Dalla bottiglia al bicchiere: cosa succede?

Basterebbe fare degli assaggi con lo stesso vino in bicchieri diversi per capire quanto sia importante la scelta del bicchiere, da cui dipende ciò che sentiamo, meglio il risultato sensoriale.

E’ chiaro che i vetro oltre a rappresentare la tradizione ed essendo un materiale inerte è unico nella sua trasparenza  permettendo di cogliere la brillantezza, gi archetti, l’intensità e la tonalità del colore. Inoltre la sua forma geometrica deve poter convogliare tutti i profumi al naso per poterci permettere di distinguere gli aromi di fermentazione, quelli varietali, di affinamento, insomma la complessità degli aromi nel suo insieme.

Al profumo di un vino viene spesso associato quello di un frutto, di un fiore, per’altro già conosciuto ma solo quando si è capaci di riconoscere il territorio dal quale proviene e le caratteristiche del vitigno possiamo dire di aver raggiunto un ottimo livello di apprezzamento di un vino.. Ricordiamo che i profumi sono l’espressione olfattiva di molecole contenute nel vino e sono legate al territorio,al vitigno e al clima: tra le più diffuse molecole odorose abbiamo: la rosa, le note balsamiche, i fiori esotici, la violetta, curry,noci e menta, i fiori di arancio, la foglia di pomodoro, aromi erbacei. E’ chiaro che non tutti gli aromi sono percettibili sopratutto quando non superano la soglia olfattiva il che avviene nelle uve a sapore semplice e nei corrispondenti vini. Si dice bouquet del vino quando vi è l’insieme, la sovrapposizione di profumi che sono rilevabili al naso: l’unico vero strumento capace di captare a complessità delle sensazioni.

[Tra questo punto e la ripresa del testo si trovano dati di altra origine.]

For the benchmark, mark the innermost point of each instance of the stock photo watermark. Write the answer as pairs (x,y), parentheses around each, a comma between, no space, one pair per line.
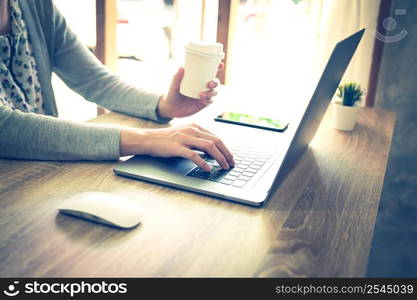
(390,24)
(62,288)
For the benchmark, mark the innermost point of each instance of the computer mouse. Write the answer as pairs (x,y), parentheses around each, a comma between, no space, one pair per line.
(103,208)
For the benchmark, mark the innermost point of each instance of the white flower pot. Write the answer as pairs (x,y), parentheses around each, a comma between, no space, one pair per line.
(344,117)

Ma nel bicchiere come si posizionano i profumi?

Ci risponde Danilo Lanati in un articolo da lui scritto nel libro De Vino di Enosis Meraviglia.” Quando viene versato il vino nel bicchiere- dice l’enologo- inizia una sorta di danza dei profumi che si preparano a essere percepiti. Tenendo conto che i profumi del vino hanno un diverso peso molecolare e una differente predisposizione alla volatilità”.

Gli ESTERI sono i profumi più volatili e si formano durante la fermentazione e l’invecchiamento.

TERPENI
Nelle forme libere sono profumati e già masticando gli acini come nel Moscato se ne percepisce l’aroma.

NORISOPRENOIDI
Sono i profumi dei vini da invecchiamento,  si percepiscono nell’affinamento ma  i precursori sono presenti già nell’acino. Molti elementi influiscono sulla percezione dei profumi come la pressione atmosferica, infatti a livello del mare la pressione pesa di più sulle molecole volatili cosi che i profumi si  sentiranno si meno, differentemente dalla montagna dove i profumi si sentiranno di più .Non dimentichiamo le temperature  di servizio che, certamente per i vini  importanti, devono essere più alte. Per i vini bianchi giovani ricchi di esteri le temperature basse di servizio vanno bene.

Sappiamo che il profumo si espande nello spazio libero del bicchiere in funzione della superficie libera di contatto tra aria e liquido. Agitando il bicchiere la superficie di evaporazione del vino aumenta e permette al degustatore di di captare con maggiore intensità le molecole odorose, inoltre con l’azione dell’ossigeno dell’aria si permette al vino di liberare le molecole profumate. Se vogliamo degustare un vino aspettiamo almeno 20’ tra un’inspirazione e l’altra  a una temperatura di 20°. Il vino nel bicchiere è un fonte inesauribile di profumi che vanno ripetutamente annusati, per cui occorre una quantità di liquido (c.a. 100-110) con un giusto spazio di testa che è il volume libero al di sopra del liquido .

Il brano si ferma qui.